Customers are craving an experience, something to remember your brand by, but also something worthy of them wanting to part with their hard-earned cash.
That’s why brands must go beyond and create what The Future Laboratory coin as ‘Venues with benefits’. Areas where you can create connections and make customers feel the experience.
This is where physical stores can excel. They can offer the customer something extra on top of basic transactional shopping whether that be entertainment, wellness, beauty or food to name a few.
Taking the customer journey from simply walking instore to make a purchase, to giving them an experience, something different or unexpected, so they truly start to associate affinity with your brand.
eCommerce brands do have the opportunity to think out of the box too. They have a virtual venue, so how can they make the digital experience exciting or at best unforgettable?
We often talk about how brands should be driving digital experiences that are seamless to the customer (recognising customers across devices or channels), focused on convenience (helping the customer make their purchase or retrieve the information they want in minimal steps), or personalised (using your customer data to ensure that your messaging and campaigns are truly relevant to the individual).
But surely these are well-known eCommerce strategies in full adoption, so how can brands offer an ‘online experience with benefits’?
This might see a greater move to work with complementary partners to offer customers something additional, or unique such as virtual events accessed via the website… A lot of room for out the box ideas to flourish here.
3. Customer empathy to go local
When many brands struggled through the pandemic there was – more than ever – a noticeable shift to support your local community.

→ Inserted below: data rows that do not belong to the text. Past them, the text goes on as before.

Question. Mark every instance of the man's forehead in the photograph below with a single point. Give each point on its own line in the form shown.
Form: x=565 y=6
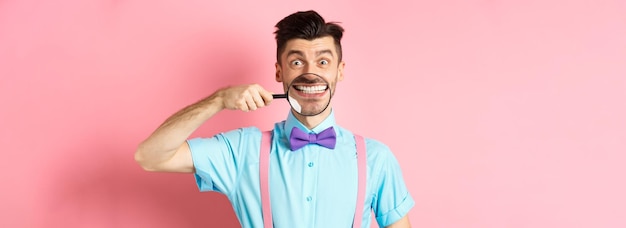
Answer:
x=316 y=46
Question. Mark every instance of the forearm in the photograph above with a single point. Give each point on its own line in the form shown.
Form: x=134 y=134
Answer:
x=163 y=143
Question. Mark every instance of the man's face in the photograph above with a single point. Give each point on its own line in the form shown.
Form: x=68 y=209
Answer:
x=318 y=56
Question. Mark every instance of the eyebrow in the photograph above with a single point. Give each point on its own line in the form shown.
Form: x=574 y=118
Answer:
x=318 y=53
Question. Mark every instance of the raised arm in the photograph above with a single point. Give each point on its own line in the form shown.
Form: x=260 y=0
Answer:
x=166 y=150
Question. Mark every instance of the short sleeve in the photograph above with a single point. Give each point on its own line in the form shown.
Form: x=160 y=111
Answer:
x=217 y=160
x=391 y=200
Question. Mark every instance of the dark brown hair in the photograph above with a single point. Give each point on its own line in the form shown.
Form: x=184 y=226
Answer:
x=308 y=25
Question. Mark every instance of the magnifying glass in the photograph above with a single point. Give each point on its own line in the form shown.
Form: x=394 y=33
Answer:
x=308 y=94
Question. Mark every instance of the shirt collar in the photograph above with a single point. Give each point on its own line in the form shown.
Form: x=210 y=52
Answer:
x=292 y=122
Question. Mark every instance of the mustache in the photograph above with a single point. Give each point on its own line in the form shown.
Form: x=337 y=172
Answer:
x=309 y=78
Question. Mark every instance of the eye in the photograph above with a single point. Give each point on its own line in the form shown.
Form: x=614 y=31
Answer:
x=296 y=62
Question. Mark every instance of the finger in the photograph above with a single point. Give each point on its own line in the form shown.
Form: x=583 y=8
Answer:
x=258 y=101
x=251 y=104
x=266 y=96
x=242 y=105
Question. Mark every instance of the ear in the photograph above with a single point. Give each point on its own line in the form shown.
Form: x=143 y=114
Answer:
x=342 y=64
x=279 y=75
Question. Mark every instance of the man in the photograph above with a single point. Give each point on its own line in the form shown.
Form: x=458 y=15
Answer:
x=311 y=186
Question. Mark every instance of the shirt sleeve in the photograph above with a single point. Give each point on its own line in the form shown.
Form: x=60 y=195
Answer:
x=391 y=200
x=217 y=160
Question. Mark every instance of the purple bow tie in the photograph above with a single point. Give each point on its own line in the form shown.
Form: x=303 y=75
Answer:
x=298 y=139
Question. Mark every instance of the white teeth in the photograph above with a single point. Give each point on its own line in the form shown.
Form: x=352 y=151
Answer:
x=312 y=89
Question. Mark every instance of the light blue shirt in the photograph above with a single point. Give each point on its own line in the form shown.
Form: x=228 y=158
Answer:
x=310 y=187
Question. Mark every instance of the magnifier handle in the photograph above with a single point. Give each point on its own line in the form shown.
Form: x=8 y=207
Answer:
x=275 y=96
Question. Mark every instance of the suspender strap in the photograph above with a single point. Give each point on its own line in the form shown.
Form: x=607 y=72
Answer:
x=264 y=165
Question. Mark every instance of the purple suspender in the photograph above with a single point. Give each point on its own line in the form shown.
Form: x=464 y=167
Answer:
x=264 y=165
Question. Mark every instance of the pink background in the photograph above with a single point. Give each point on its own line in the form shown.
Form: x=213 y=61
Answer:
x=501 y=114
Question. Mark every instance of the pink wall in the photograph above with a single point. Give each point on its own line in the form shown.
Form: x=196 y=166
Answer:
x=501 y=114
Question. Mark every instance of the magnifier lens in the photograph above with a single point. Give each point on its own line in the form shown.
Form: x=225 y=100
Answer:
x=309 y=94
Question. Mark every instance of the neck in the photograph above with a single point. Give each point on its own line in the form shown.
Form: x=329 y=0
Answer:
x=311 y=122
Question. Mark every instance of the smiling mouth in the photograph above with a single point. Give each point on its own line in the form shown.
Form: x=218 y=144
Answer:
x=314 y=89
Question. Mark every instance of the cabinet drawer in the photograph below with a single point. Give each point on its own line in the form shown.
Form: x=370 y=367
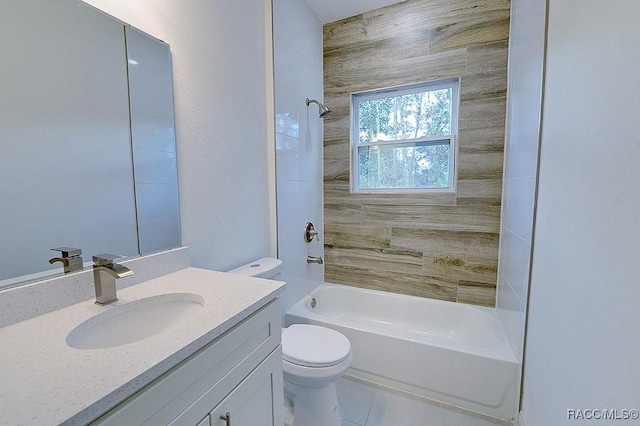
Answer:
x=222 y=364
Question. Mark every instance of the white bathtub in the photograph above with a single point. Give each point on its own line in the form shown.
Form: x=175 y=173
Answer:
x=449 y=352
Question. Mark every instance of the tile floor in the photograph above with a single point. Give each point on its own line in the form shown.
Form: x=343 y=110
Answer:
x=366 y=405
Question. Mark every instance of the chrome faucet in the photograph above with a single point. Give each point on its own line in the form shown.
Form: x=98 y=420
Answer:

People were noticing the impact on local shops, and local jobs which reshaped many customers’ views, not only in regards to where to shop, but also brands that acknowledged how they had an impact on their community.
This is where The Future Laboratory defined the third future insight as ‘Neo Collective Centres’. There is nothing better than walking down your local high street and seeing local businesses thriving.
Physical stores have the ability to offer a human touch, making them more personable – and to some – more inviting. We all know the example of back in the day your parents would wander down to the local fruit and veg store, the owner would know them by name, ask about their family, and know exactly what items they’d want to purchase.
You can’t beat that level of what I would call ‘personable personalisation’.
Online brands are replicating this online, many with successful personalisation strategies driven by rich customer data, however sometimes you just can’t beat that human interaction, which not only local but physical stores overall have as their USP.
But if customer behaviour is changing to focus on the local, that doesn’t mean eCommerce solely loses out. Quite a few local stores nowadays in fact have eCommerce sites that they most likely would have had to launch as a result of the pandemic.
So going local can still be online. And you could argue that online you have the ability to collect more insights into your customer behaviours which allows you to use that information at scale to provide a better experience to more customers at once, than a handful in a store.
The omnichannel approach – online and offline can work together
Throughout this I’ve compared a physical store to an online one, however I don’t see them as separate channels in competition, but both as different channels that can work in harmony to cater to customers’ needs.
Whatever way your brand operates, we all have the same goal to deliver the best experience. This is when it boils down to truly understanding your customers.
Some may want speed, and convenience and would happily shop online from the comfort of their sofa. Others will want to explore and make a day out walking down to your local high street or around a bustling shopping centre.
The key is simply to make it personalised (and personable if possible), relevant, seamless and exciting so that your customer returns – as loyal customers are really the key to any brand’s success.